Hired as a theater director in Hiroshima, a shimmering metropolis far removed from its postwar devastation, Yusuke is prohibited by the stage company from driving himself and is instead assigned a professional chauffeur (a stoic yet engrossing Toko Miura). Their relationship begins on a tense note as Yusuke refuses to let anyone else, ahem, drive his car. But it is the ever-blossoming friendship and development of familial trust between Yusuke and his driver—people isolated, grieving and bound together by their professional duties—that forms the emotional juggernaut at the heart of the film.

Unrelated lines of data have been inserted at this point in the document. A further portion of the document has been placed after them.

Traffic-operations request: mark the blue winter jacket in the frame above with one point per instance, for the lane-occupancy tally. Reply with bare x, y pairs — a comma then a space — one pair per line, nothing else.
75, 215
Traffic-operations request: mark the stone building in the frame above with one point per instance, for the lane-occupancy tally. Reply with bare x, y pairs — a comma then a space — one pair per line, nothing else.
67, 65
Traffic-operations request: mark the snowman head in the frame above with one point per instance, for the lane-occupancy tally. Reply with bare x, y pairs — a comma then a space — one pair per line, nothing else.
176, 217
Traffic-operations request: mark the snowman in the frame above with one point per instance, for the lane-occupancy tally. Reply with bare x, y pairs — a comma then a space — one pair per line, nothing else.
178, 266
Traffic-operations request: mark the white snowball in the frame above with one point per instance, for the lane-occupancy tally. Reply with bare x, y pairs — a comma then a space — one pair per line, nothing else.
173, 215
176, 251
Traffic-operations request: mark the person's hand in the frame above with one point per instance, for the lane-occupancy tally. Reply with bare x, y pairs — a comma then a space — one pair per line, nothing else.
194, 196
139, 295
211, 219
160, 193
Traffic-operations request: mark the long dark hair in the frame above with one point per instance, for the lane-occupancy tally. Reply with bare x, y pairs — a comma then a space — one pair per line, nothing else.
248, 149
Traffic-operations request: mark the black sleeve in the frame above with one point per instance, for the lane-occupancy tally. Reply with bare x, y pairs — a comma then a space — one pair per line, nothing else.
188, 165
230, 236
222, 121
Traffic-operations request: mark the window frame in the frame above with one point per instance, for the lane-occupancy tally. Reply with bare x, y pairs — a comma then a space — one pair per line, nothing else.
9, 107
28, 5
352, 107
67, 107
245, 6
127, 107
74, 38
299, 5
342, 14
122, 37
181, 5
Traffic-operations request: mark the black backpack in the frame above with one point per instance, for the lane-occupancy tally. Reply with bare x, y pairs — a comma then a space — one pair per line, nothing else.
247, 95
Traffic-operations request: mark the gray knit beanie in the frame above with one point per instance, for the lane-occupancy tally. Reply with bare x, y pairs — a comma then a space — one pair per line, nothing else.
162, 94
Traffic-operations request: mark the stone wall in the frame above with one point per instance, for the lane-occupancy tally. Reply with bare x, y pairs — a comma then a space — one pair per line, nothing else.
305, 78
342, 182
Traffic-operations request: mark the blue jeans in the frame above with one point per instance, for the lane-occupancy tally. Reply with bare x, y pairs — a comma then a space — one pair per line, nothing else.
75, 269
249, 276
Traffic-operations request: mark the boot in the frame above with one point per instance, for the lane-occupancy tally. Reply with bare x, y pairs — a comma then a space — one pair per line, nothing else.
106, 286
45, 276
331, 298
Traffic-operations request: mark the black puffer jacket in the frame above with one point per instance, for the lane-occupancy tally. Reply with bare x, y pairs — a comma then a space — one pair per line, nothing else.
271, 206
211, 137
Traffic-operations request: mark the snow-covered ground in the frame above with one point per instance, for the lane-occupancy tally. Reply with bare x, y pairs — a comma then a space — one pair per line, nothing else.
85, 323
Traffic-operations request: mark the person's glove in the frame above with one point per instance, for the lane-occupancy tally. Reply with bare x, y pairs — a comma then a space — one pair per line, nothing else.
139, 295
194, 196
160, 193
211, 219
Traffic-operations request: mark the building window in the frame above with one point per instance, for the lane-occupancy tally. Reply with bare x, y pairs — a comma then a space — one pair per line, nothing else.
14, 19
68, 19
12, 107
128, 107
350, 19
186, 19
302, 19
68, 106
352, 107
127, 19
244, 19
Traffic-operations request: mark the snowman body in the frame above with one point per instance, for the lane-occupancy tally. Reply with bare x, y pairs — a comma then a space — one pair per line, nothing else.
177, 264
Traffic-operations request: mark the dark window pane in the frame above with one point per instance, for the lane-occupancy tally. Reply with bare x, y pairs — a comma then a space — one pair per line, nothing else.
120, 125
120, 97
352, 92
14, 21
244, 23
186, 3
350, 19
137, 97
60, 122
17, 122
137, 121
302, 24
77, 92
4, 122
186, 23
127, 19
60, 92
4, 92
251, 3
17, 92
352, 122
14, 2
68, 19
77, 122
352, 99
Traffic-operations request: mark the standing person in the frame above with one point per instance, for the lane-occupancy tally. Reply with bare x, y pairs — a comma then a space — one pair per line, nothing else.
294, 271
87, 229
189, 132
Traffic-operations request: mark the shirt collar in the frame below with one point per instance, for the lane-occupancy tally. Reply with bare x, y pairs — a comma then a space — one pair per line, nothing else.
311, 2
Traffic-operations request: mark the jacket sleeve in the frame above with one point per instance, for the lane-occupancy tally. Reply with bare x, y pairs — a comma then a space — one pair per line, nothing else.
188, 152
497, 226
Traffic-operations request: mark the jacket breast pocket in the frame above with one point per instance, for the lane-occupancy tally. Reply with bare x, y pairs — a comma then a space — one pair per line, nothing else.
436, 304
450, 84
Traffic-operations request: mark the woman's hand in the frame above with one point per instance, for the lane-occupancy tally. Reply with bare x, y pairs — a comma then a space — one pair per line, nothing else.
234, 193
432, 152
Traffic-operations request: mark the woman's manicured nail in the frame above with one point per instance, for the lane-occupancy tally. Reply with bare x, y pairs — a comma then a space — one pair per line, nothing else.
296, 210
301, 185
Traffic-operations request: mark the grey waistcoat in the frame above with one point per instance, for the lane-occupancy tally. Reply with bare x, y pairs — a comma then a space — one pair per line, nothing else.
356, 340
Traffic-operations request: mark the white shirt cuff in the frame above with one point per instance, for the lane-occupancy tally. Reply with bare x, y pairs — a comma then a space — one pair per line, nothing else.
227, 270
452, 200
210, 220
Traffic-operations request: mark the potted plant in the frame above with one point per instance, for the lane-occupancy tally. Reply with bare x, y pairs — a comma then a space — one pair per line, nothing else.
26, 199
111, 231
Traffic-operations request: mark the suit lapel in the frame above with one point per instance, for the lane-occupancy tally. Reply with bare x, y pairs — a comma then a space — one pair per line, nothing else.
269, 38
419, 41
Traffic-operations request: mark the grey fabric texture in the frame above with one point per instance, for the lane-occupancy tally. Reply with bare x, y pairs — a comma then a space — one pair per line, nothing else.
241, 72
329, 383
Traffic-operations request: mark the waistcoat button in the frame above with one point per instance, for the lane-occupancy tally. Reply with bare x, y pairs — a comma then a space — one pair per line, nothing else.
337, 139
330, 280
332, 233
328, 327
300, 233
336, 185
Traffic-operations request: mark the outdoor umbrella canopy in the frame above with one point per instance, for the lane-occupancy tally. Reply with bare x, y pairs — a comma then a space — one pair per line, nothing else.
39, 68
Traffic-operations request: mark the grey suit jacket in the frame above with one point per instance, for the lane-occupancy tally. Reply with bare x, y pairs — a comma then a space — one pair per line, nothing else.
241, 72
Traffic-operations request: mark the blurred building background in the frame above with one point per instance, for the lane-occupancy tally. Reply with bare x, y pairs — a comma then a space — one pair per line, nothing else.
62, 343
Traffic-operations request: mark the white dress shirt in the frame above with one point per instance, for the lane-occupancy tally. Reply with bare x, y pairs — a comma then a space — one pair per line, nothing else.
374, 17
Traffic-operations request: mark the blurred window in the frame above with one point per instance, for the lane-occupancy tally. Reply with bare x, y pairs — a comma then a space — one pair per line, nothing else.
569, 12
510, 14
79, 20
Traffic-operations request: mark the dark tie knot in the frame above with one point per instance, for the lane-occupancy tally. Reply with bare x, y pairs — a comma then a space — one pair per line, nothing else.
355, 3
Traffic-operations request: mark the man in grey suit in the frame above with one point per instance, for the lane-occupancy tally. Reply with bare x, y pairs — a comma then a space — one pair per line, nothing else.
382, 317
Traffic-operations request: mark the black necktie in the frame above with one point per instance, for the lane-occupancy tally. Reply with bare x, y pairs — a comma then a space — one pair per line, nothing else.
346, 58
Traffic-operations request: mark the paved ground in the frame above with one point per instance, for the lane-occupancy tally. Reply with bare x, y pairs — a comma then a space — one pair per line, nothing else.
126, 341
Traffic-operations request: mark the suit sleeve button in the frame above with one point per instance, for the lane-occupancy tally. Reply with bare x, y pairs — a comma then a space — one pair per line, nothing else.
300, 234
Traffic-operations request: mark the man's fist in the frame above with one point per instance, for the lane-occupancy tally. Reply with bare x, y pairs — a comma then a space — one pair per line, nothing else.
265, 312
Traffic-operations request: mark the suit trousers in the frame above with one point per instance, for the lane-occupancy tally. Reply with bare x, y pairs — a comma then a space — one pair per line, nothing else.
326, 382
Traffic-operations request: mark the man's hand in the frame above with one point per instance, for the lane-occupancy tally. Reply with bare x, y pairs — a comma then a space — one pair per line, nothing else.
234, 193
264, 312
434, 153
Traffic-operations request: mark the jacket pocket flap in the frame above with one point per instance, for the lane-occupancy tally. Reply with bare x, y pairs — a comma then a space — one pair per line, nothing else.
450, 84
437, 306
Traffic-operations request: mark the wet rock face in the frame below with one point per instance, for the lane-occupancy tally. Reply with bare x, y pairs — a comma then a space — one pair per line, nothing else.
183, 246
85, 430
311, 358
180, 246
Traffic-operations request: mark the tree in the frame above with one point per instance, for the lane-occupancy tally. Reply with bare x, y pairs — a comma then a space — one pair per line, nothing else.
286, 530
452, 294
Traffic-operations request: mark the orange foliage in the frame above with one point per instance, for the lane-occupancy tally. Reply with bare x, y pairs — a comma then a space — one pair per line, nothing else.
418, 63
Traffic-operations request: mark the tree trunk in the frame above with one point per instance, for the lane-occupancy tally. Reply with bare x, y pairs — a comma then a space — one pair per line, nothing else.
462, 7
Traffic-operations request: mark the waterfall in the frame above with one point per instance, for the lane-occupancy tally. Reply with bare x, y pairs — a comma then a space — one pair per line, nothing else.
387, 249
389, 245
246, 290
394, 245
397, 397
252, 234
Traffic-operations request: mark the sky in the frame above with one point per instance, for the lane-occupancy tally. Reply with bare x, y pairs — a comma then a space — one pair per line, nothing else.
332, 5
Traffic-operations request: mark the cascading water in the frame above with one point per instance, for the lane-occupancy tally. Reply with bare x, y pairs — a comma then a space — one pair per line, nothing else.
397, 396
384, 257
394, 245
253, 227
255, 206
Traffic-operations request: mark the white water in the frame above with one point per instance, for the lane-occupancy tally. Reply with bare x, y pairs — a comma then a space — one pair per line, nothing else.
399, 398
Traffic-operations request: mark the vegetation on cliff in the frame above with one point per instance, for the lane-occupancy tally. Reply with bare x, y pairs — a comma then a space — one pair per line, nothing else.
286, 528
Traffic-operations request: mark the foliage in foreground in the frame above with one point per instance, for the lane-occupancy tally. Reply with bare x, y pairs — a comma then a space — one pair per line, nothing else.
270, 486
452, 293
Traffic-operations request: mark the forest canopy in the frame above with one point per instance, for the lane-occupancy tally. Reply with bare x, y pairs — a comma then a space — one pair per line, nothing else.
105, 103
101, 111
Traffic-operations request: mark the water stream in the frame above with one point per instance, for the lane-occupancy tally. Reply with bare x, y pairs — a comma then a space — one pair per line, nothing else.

“Drive My Car” continues a kind of American renaissance for Asian cinema.

While “Drive My Car” drags at points as it buckles under the weight of its own run time (why is every movie three hours now?) the picture proceeds at its own steady pace without leaving its viewers behind. The film is made all the more poignant and absorbing as it relates to the current nightmarish period of international mourning: Across the globe, more than six million people have succumbed to Covid-19 and left untold millions in a state of bereavement, anger and disbelief. Intentionally or not, Hamaguchi succeeds in relating the struggles of his characters—one longing for his lost wife and the other dreaming of a childhood she never had—to our present moment.

The rousing critical success of “Drive My Car,” thrice-honored at the Cannes Film Festival and nominated for four Academy Awards, appears to continue a kind of American renaissance for Asian cinema. In 2019, Bong Joon Ho’s thriller, “Parasite,” became the first South Korean film awarded the Palme d’Or and later the first foreign-language film to earn the Academy Award for Best Picture. The most recent Best Picture winner, “Nomadland,” was directed by the Beijing-born Chloé Zhao. “Drive My Car” is now one of only 13 foreign-language films, including last year’s “Minari,” to be nominated for the Academy’s top competitive honor.

The 94th Academy Awards will air live on ABC on Sunday, March 27.